Un hommage simple et touchant au grand Lucien Jerphagnon, écrit par son épouse Thérèse.

L’historien de la philosophie et spécialiste de l’Antiquité romaine, Lucien Jerphagnon, nous a quitté en 2011. Il laisse une œuvre exceptionnelle par son érudition, sa profondeur et sa subtilité. Lucien Jerphagnon incarnait la noblesse de cette belle activité que l’on désigne du si vilain mot de vulgarisation. Du magistral Histoire de la pensée. D’Homère à Jeanne d’Arc au délicieux Les dieux ne sont jamais loin en passant par sa magnifique biographie de l’empereur romain Julien, dit l’Apostat ; Lucien Jerphagnon avait l’art d’aborder les sujets les plus ardus en les rendant accessibles, sans jamais transiger sur la rigueur intellectuelle. Il irradiait en outre cet ineffable supplément d’âme qui amène le lecteur de ces livres  à se trouver, non seulement instruit, mais envahi de ce qu’il faut bien appeler de la joie, celle que procure le gai savoir, ou en tout cas l’exploration joyeuse, de la condition humaine.

On pouvait se douter qu’un tel esprit conjuguait l’ampleur intellectuelle et la richesse du cœur mais, après tout, les exemples abondent d’intelligences supérieures moralement douteuses ou humainement infréquentables. La lecture du livre de son épouse, Thérèse Jerphagnon, intitulé Fin d’hiver. Lettres à Lucien, a ce premier intérêt de confirmer, pour ceux qui ont lu et apprécié ses livres, que l’homme de chair était à la hauteur du roseau pensant. Mais « Ceci n’est pas un livre », nous avertit dès le début Thérèse Jerphagnon. Et en effet, ce n’est ni un essai, ni une biographie, ni un texte littéraire, mais un recueil de lettres écrites par Madame Jerphagnon à son époux décédé, pour dire l’absence, ou la déjouer. C’est la raison pour laquelle il n’est pas nécessaire de connaître l’œuvre de Lucien Jerphagnon pour lire et apprécier Fin d’hiver.

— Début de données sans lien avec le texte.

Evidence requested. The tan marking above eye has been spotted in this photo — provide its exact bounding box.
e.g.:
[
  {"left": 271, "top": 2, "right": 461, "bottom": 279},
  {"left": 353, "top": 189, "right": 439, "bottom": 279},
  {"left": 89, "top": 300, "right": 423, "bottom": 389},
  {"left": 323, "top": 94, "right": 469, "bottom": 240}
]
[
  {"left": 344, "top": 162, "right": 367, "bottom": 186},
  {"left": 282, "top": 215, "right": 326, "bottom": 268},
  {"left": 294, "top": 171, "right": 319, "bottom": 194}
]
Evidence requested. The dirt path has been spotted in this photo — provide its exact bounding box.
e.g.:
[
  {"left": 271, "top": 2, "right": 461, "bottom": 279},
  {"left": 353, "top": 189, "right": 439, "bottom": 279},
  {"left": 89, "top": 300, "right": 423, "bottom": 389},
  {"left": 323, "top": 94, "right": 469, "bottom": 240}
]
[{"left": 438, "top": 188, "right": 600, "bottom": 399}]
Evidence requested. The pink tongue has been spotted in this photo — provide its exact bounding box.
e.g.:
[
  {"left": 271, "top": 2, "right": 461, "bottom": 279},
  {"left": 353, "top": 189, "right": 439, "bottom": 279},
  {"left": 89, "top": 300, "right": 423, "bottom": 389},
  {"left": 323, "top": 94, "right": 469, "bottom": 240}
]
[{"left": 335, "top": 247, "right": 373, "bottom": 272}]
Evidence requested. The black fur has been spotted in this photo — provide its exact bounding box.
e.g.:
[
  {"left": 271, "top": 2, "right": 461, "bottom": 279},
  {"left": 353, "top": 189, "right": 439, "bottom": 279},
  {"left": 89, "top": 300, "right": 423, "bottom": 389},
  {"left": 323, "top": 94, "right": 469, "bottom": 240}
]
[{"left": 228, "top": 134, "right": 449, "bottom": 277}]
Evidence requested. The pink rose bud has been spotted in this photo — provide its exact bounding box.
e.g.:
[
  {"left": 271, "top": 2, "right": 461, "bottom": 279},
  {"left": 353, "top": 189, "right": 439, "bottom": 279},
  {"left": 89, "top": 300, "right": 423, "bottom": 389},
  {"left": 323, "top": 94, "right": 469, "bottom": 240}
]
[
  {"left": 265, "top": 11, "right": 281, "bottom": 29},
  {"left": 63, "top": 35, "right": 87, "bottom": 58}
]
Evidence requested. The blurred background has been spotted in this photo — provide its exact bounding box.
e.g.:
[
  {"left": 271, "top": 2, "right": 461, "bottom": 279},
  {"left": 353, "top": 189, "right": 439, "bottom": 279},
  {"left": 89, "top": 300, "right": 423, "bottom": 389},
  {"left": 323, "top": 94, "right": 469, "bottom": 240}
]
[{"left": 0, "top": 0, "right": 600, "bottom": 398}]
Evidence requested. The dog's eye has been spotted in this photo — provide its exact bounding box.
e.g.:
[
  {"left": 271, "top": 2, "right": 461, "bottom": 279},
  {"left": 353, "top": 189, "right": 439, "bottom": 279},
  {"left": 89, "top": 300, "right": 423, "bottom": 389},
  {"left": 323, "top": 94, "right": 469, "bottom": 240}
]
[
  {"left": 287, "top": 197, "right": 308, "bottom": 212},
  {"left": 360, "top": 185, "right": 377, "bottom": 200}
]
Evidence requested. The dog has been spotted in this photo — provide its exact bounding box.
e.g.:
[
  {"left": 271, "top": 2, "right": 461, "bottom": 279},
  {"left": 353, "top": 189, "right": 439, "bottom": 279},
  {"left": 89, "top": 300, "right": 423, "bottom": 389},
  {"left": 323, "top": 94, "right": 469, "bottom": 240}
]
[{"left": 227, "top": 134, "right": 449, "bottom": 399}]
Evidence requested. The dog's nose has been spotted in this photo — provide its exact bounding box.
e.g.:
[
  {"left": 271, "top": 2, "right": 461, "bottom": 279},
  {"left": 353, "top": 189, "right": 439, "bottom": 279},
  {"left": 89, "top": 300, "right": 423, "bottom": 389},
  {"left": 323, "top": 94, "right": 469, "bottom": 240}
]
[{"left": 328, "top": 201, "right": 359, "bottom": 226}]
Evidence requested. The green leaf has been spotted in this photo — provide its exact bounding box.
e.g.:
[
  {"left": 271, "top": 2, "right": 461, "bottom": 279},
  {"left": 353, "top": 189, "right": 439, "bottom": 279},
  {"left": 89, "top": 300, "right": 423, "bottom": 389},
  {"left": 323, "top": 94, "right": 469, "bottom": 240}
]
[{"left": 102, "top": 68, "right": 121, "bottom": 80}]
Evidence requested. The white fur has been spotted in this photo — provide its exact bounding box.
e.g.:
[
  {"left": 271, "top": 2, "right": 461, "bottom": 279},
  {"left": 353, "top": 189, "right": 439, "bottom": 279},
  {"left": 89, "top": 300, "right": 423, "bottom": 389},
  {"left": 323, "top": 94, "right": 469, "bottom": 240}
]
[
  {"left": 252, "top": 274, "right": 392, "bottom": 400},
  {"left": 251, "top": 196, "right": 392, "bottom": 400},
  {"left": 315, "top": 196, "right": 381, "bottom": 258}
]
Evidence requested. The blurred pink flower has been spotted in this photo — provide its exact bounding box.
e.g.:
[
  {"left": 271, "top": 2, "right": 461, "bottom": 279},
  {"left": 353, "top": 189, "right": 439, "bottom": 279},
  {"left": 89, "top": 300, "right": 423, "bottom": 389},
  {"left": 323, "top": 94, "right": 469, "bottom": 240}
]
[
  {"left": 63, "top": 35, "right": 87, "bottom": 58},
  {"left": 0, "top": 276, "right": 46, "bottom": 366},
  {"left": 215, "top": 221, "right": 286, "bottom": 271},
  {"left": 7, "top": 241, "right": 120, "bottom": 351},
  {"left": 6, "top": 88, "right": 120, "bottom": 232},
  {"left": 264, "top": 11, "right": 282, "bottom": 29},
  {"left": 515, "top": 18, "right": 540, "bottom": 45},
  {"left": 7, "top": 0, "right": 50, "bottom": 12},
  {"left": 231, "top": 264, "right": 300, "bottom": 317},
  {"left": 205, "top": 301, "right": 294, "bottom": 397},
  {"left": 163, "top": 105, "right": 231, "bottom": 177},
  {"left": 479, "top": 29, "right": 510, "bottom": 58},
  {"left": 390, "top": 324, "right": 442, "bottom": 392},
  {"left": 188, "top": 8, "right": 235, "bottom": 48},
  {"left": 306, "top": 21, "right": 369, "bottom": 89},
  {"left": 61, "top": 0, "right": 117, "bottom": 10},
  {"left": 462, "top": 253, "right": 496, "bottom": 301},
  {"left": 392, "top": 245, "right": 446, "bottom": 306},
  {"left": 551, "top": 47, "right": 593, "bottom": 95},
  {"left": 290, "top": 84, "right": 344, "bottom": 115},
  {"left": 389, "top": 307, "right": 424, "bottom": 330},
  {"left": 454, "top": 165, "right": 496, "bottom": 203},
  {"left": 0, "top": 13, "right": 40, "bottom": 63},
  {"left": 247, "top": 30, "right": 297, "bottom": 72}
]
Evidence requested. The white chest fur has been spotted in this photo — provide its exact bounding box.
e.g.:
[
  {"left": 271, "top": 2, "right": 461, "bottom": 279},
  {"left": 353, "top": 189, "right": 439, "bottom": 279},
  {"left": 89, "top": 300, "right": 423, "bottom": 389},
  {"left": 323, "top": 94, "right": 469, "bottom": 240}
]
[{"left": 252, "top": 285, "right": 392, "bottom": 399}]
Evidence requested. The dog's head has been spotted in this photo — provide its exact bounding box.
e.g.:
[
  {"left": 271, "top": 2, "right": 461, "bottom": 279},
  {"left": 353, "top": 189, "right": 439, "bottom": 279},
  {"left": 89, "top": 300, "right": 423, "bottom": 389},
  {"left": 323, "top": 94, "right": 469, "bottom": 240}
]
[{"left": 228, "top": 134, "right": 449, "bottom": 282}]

Mais que serait le Pérou, s’il ne se reflétait pas dans tes yeux ?

Le livre (ou le non-livre) est bancal, parfois répétitif, souvent maladroit, mais ces défauts apparents ne font que le rendre plus émouvant et, d’une certaine manière, plus juste. Quoi de plus atrocement répétitif que l’absence de l’être aimé renouvelée chaque jour ? Quoi de plus bancal qu’une vie solitaire dans l’ombre, parfois évanescente, parfois cruellement pesante, du défunt ? Quoi de plus nécessairement maladroit, enfin, que la tentative de formuler en mots une souffrance à la fois unique et banale, subjective et universelle, tragique et dérisoire ? Les philosophes, et l’Église catholique, ont longtemps célébré l’ars moriendi, l’art de bien mourir. Mais il ne peut sans doute pas exister d’art de regarder l’autre mourir, ni d’art de se voir amputé de cette part de soi-même. On ne peut que répéter indéfiniment cette question qui résume sans doute le tragique et la beauté de l’existence humaine : « Quel créateur cruel a pu inventer tout à la fois l’amour et la mort ? ». Une interrogation à la source des mythes que Lucien Jerphagnon étudiait et expliquait avec tant de bonheur.

Fin d’hiver. Lettres à Lucien, par Thérèse Jerphagnon. Aux éditions Le Passeur.